Demand still remains strong for transportation manufacturing in Texas. Refinery utilization is up slightly despite several unplanned outages and shortage of skilled labor to fill important maintenance roles. While high-tech manufacturing has stalled somewhat after an early start this year, the sector’s growth rate is still ahead of the nation as a whole and is likely to accelerate with new advances in the coming years.

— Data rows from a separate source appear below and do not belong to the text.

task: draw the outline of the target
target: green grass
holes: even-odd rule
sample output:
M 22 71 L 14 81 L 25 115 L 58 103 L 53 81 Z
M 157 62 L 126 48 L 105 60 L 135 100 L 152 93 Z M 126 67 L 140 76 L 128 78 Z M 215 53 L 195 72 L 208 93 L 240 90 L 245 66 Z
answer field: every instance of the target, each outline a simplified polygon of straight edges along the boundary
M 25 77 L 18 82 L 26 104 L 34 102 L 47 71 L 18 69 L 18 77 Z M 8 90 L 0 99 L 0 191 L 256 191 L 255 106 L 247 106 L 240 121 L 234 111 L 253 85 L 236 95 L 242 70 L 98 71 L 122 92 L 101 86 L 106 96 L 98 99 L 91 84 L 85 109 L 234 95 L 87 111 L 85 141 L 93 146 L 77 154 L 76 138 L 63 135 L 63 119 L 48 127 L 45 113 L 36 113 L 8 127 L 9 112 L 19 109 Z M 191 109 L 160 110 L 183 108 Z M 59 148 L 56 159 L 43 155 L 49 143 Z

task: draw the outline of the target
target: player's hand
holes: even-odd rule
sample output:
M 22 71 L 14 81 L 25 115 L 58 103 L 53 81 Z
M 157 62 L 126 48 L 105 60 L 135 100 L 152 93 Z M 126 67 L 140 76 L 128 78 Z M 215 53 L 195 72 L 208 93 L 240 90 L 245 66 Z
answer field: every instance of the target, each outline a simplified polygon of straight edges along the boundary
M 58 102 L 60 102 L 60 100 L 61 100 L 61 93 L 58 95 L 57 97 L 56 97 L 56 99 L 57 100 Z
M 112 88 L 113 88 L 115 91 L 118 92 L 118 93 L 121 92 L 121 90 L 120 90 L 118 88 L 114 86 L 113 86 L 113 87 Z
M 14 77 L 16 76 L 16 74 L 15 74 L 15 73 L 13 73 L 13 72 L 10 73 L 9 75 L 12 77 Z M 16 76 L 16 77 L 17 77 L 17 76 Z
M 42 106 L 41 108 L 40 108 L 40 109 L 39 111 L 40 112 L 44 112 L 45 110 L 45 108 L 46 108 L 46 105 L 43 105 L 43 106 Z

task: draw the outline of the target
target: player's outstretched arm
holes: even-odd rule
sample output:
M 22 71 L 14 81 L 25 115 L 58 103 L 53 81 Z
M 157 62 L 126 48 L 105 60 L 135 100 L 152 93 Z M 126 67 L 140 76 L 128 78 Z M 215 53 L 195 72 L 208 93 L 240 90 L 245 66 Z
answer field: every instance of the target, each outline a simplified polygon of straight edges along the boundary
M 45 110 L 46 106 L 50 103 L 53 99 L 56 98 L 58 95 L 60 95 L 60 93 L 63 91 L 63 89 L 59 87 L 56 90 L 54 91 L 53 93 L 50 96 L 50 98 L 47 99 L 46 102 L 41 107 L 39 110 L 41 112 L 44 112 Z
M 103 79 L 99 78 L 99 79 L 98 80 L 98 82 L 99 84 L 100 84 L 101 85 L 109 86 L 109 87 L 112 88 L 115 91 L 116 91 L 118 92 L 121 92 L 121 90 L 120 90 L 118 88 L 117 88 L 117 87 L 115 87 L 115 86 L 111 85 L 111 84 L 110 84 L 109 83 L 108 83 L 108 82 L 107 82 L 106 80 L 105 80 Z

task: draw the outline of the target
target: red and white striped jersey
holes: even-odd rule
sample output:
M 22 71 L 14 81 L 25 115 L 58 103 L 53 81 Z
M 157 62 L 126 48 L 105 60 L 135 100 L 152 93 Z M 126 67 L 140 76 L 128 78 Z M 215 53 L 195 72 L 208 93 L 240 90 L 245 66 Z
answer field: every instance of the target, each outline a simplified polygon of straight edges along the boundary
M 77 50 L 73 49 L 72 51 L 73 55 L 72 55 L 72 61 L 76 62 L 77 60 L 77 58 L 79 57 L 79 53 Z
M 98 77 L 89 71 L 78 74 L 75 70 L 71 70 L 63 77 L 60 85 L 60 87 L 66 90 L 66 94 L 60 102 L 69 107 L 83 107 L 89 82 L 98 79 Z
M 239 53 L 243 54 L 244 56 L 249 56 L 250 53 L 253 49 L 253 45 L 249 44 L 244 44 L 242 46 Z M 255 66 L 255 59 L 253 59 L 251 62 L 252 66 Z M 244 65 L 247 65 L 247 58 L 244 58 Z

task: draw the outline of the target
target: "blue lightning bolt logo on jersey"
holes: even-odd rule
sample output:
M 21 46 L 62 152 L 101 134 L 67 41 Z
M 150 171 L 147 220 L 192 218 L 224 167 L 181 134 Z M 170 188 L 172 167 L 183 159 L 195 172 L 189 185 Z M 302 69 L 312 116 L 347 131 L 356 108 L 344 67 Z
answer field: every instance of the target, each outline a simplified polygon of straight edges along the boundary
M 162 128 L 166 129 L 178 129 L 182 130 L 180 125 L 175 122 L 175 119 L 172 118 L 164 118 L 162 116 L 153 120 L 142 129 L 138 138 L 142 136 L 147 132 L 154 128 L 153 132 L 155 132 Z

Texas has experienced relatively consistent and ongoing increases in productivity due to use of efficiency-enhancing technologies and has effectively shifted the composition of its output to meet the demands of a dynamic global market. In many cases, the state has mirrored the national manufacturing trend, i.e., keeping the value-added production opportunities and moving the less-productive operations abroad.

Manufacturing, of course, is cyclically sensitive, more so than the other industrial sectors. As a result, manufacturers sometimes experience swings in business activity quicker and at a more intense level. The outlook for goods producers in the Lone Star State over the rest of the year is highly positive with the majority of firms expecting production and orders to soon pick up. In 2006, Texas created approximately 26,300 manufacturing jobs. An additional 12,000 new manufacturing jobs are expected to be added this year with about the same number in 2008. The statistics for last year are truly remarkable, as virtually every other state and the nation as a whole continued a trend of declining manufacturing jobs.

Innovation, as well as the implementation of new technologies, techniques, and the best business practices, will continue to promote increases in production. There is a myth that the US is no longer a manufacturing economy. That is simply not true. We set a record virtually every year in the output of goods. We do so, however, with fewer workers, a reflection of the inexorable march of technology and automated processes. Texas is in the enviable position of growing both manufacturing jobs and production. Perhaps more than any other measure, the gains in employment in the face of a notable national trend to the contrary speak to the underlying vitality of the Texas economy.